New article: “Responsible Disclosure in the Age of AI: A Call for Urgent Action,” by Melissa Hathaway.

Abstract: Artificial intelligence is fundamentally reshaping the balance between vulnerability discovery and remediation. Frontier AI models are now capable of autonomously identifying exploitable software vulnerabilities at unprecedented speed and scale. This development exposes decades of accumulated technical debt created by a software industry that prioritized rapid deployment over secure-by-design engineering practices.
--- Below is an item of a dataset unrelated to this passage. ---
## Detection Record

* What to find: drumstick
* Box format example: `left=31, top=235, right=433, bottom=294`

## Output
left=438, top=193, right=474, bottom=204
Drawing on the evolution of software assurance, vulnerability disclosure frameworks, and U.S. cyber policy, this perspective argues that the current moment represents a strategic inflection point for governments, industry, and critical infrastructure operators. The author examines the growing tension between offensive and defensive equities in cyberspace, the emergence of AI-enabled vulnerability discovery capabilities in both the U.S. and China, and the increasing risks posed by unsupported legacy systems and AI-assisted code generation practices. Responsible disclosure can no longer remain a reactive or fragmented process, but must become a coordinated national and international resilience effort involving governments, software vendors, infrastructure operators, and emergency response organizations. The article concludes with an urgent call for accelerated remediation, large-scale patch management coordination, and sustained investment in automated vulnerability repair capabilities before adversaries exploit this rapidly narrowing window of opportunity.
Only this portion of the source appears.